For that catch-ride horse, and horses like him, he might have never advanced to real collection on the flat because he never truly worked from his own engine or carried his own balance. Or he might have lost confidence and stopped at fences because he didn’t believe his rider when asked to move forward to a better distance. These are both typical issues that tend to surface with horses that are chronically behind the leg. They have a way of manifesting at some point in time, just like our own personal issues that we bury rather than work on. They rear their ugly heads at inopportune moments because we don’t address them when they first appear, because we want to look like we “have it all together.” But if we are striving for successful long-term outcomes, we are better off taking the time to work on things more slowly and methodically, checking for true understanding in ourselves and our equine partners—onlookers and examiners be damned.

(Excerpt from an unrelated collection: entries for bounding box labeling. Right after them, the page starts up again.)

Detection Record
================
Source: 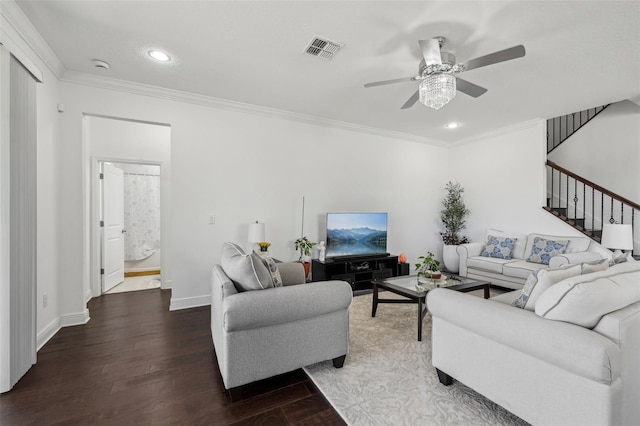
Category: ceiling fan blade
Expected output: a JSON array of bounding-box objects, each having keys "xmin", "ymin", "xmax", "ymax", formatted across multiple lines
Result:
[
  {"xmin": 462, "ymin": 44, "xmax": 526, "ymax": 71},
  {"xmin": 400, "ymin": 90, "xmax": 420, "ymax": 109},
  {"xmin": 364, "ymin": 77, "xmax": 415, "ymax": 87},
  {"xmin": 456, "ymin": 77, "xmax": 487, "ymax": 98},
  {"xmin": 418, "ymin": 38, "xmax": 442, "ymax": 65}
]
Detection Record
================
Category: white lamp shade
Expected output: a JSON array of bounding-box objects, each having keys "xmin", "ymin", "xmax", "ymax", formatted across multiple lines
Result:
[
  {"xmin": 600, "ymin": 223, "xmax": 633, "ymax": 250},
  {"xmin": 249, "ymin": 222, "xmax": 264, "ymax": 243}
]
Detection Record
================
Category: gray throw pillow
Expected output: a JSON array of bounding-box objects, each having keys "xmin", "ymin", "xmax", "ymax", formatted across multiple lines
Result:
[
  {"xmin": 254, "ymin": 250, "xmax": 282, "ymax": 287},
  {"xmin": 220, "ymin": 243, "xmax": 273, "ymax": 291}
]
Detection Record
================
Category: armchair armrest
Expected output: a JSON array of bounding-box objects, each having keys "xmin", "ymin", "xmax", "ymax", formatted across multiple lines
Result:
[
  {"xmin": 456, "ymin": 243, "xmax": 484, "ymax": 277},
  {"xmin": 223, "ymin": 281, "xmax": 353, "ymax": 332},
  {"xmin": 549, "ymin": 251, "xmax": 603, "ymax": 269}
]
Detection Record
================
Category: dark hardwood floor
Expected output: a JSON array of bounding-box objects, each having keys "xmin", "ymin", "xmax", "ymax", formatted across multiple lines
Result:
[{"xmin": 0, "ymin": 289, "xmax": 344, "ymax": 426}]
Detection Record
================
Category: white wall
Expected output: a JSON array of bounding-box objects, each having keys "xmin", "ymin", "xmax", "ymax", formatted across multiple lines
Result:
[
  {"xmin": 60, "ymin": 83, "xmax": 448, "ymax": 310},
  {"xmin": 83, "ymin": 115, "xmax": 171, "ymax": 299},
  {"xmin": 549, "ymin": 101, "xmax": 640, "ymax": 203},
  {"xmin": 450, "ymin": 120, "xmax": 582, "ymax": 241}
]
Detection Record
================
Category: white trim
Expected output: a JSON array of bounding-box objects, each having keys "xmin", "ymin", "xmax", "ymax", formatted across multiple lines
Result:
[
  {"xmin": 61, "ymin": 71, "xmax": 449, "ymax": 147},
  {"xmin": 36, "ymin": 318, "xmax": 62, "ymax": 351},
  {"xmin": 0, "ymin": 45, "xmax": 11, "ymax": 392},
  {"xmin": 169, "ymin": 294, "xmax": 211, "ymax": 311},
  {"xmin": 160, "ymin": 275, "xmax": 173, "ymax": 290},
  {"xmin": 0, "ymin": 0, "xmax": 65, "ymax": 82},
  {"xmin": 124, "ymin": 266, "xmax": 160, "ymax": 277},
  {"xmin": 60, "ymin": 308, "xmax": 91, "ymax": 327}
]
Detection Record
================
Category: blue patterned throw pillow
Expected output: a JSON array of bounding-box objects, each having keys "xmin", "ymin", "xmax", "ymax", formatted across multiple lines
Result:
[
  {"xmin": 481, "ymin": 235, "xmax": 518, "ymax": 260},
  {"xmin": 527, "ymin": 237, "xmax": 569, "ymax": 265}
]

Failing my catch-ride test was also one of my first encounters with the effects of shame. Shame is the feeling that you, as a person, are deeply flawed when something goes wrong in your life, rather than being able to separate your identity from that situation. I had a hard time telling people the truth about failing my rating because I thought it reflected on me as a person. Who will still like me if they know? Who will want to hire me to help with their horses? Who will think I’m worthy of their time and attention? Maybe I really am not good enough.
This has been a recurring theme in my life with horses. I couldn’t see it then, but I do in hindsight, even as I still work with the pieces of me that struggle with shame. It’s a tough one to eradicate.